= Rose Muralikrishnan =

American singer-songwriter

Dr. Rose Muralikrishnan Carnatic music Indian music singer, voice trainer, composer, conductor and songwriter.

==Early life==
Dr. Rose Muralikrishnan, a classical Carnatic music singer, voice trainer, composer, conductor, and songwriter, was born in Chennai, India and settled in the United States. Her father was a lawyer and her mother was a teacher and she was the first one of the four siblings. After completing her higher secondary education, Rose received her bachelor's degree in South Indian Music Performance and Theory from Queen Mary's College, Chennai. She then received her master's degree in Carnatic Music from the University of Madras. She received her Doctorate in Music in 2018.

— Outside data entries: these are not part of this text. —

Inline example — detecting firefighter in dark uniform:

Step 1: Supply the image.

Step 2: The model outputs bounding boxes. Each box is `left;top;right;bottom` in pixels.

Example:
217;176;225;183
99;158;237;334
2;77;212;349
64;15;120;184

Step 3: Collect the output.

She had her initial training under her school teacher Mrs. Anadavalli, and had a privilege to have an advanced music training under the guidance of Dr. S. Seetha, Dr. Suguna Varadhachari, Dr. Premila Gurumurthy, Dr. Vedavalli, Dr. N. Ramanathan, Sri Culcutta Krishnamurthy to name a few. She also had an opportunity to have her advanced performance techniques and vocal training from her Guru Dr. M. L. Vasanthakumari.

==Famous performances==
Dr. Rose Muralikrishnan has performed numerous concerts around the world. She had performed in the major International Music festivals such as Australian International Music Festival, New York International Music Festival, Los Angeles International Music Festival to name a few. she had taken Carnatic music to the finest venues around the world such as Sydney Opera House, Carnegie Hall, Walt Disney Concert Hall, Hollywood Bowl, Shrine Auditorium and many more. She had also performed in major Music Festivals in California such as the Music Academy of the West, the Center for Jazz and World Music Festival, CSU San Marcos International Music Festival, UCSB's Day of Music. She had also performed in many finest prestigious venues around the world such as the Sydney Opera House, Carnegie Hall, Walt Disney Concert Hall, Shrine Auditorium, and famous University theaters such as UCLA's Schonberg Hall, SDSU's Montezuma and Smith Recital Hall, UCSD's Mandeville Theater USC's Annenberg Auditorium, UCLB's Carpenter's Performing Arts Theater, UCSB, and the Salk Institute of San Diego. She served the community through music performances and lectures and demonstrations to promote Indian music and culture in the United States. Her community services also include educating South Asian as well as non-music major students and other members of the community through her lectures and performances.

==Teaching music==
Dr. Rose Muralikrishnan has been teaching Carnatic vocals to students around the world for the past 40 years. She is a Founder, CEO, and Artistic Director of Spring Nectar Foundation for Indian Music & Heritage. She was an adjunct professor of South Indian Music at San Diego State University. She worked as the Principal of the music school at the Santhome Communication Center, Madras, India and her performances are often broadcast on Indian Television and All India Radio. Before she joined the center she started her teaching career in 1986 as a music instructor at the Jiddhu Krishnamurthy Foundation, Rishi Valley School, Andhra Pradesh, India.

==Productions==
Dr. Rose Muralikrishnan's Indian Music ensemble won Gold Awards in world’s finest venues such as Sydney Opera House, Carnegie Hall, Walt Disney Concert Hall to name a few. Her production entitled Gayaka Vadhya Brundham was first live performance in the United States to revive the 2000-year-old traditional art called Vadhya Brundham (Orchestral music) of India at Carpenter Performing Arts Center in 1996. While she was a principal of the Music school at Santhome Communication Center she composed, directed, conducted and sang for many music productions, dance dramas and audio visual productions with several leading performers such as Dr. M. Balamuralikrishna, Sudha Raghunathan and Rajkumar Bharathy to name a few. She composed music for several dance drama productions and worked with famous Nattuvanars such as Udupi Lakshminarayana, Adayar Lakshmanan, Sitarama Sharma, Alarmelu Valli, and Dhananjayans.